13-HR forms are for publicly traded securities worth more than $100 million each quarter. Although large parts of Georgetown’s financial records are hidden from the public, the August disclosure amounts to nearly $9.6 million in shares between the three companies. The revelation of the investments come after Georgetown finalized a plan to divest the university’s endowment from investments in the fossil fuel industry in February.
The three companies have a controversial history with public health and safety. Range Resources specializes in exploring and extracting oil and gas in the Southwestern, Appalachian, and Gulf Coast regions. In 2012, Range Resources was ordered by the Pennsylvania Department of Environmental Protection to repair a well that had polluted drinking water in Lycoming County. The company was initially fined nearly $8.9 million dollars, but the department withdrew the fine five years later when regulators settled with the company.

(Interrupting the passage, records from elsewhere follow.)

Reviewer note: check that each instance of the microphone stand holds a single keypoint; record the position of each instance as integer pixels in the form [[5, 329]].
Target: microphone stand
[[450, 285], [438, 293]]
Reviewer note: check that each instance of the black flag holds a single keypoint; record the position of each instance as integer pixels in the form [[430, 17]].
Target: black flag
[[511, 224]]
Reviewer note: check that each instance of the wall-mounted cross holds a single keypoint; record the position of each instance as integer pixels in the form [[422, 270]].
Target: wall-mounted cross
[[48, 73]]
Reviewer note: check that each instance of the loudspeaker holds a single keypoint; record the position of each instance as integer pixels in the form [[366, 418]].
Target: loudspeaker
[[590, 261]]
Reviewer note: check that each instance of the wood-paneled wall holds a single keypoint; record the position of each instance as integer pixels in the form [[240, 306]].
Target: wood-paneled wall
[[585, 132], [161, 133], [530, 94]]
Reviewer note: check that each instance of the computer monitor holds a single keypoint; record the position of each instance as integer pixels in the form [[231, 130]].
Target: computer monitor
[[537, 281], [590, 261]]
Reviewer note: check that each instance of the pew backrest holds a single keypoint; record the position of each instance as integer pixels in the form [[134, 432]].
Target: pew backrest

PDC Energy focuses on horizontal drilling of oil and natural gas in the Wattenberg Gas Field in Colorado and the Delaware Basin in Texas. Early in 2017, PDC Energy was sued by the Trump administration for releasing volatile organic compounds into approximately 86 storage tanks in Colorado following nearly one year of good faith discussions.
Antero Resources holds nearly 612,000 net acres in two of the largest and highest yield natural gas and natural gas liquids basins in North America, the Marcellus Shale, and Utica Shale, according to the company’s website. In 2019, Antero Resources settled a lawsuit with the Justice Department for nearly $3.15 million and $8 million restitution for wetlands impacted by illegally discharged pollutants in nearly 32 sites for almost a decade.
Georgetown also holds over 11 million stocks in Turquoise Hills, a Canadian mineral extraction company, according to the 13F-HR report. The company has worked over the last several years on developing the Oyu Tolgoi mine in Mongolia, which has run several billion dollars over the initial budget, causing a delay in expansion.
After years of student advocacy in favor of divestment from fossil fuels and during voting on a student-wide referendum, this February Georgetown University Board of Directors pledged to divest from private investments whose main business is the exploration and/or exploitation of fossil fuels by 2030.
“The Investment Office has taken a number of steps to implement the policy, including making no new investments in fossil fuel companies, terminating a relationship with an external investment manager that focused on natural resource companies, and moving additional investments into a passive index fund that excludes fossil fuel producer companies,” according to a university spokesperson in an email to the Voice.
The university offered an explanation for the newly-disclosed investments in the three companies. Because they were no longer working with the external investment manager, the university received shares in kind in the companies for the first time this spring. As a result, these securities had to be reported in the University’s 13F filing,” a spokesperson wrote in an email to the Voice.
The university has pledged to divest from public securities within five years and private investments in under 10 years. The pledge contains an exception to this rule for commingled investments, or an investment where money from different investors is pooled into a public fund. The university has decided to evaluate those instances on a case-by-case basis. These decisions will be guided by the “Socially Responsible Investing Policy,” an approach based on social justice and stewardship that was created following the divestment pledge.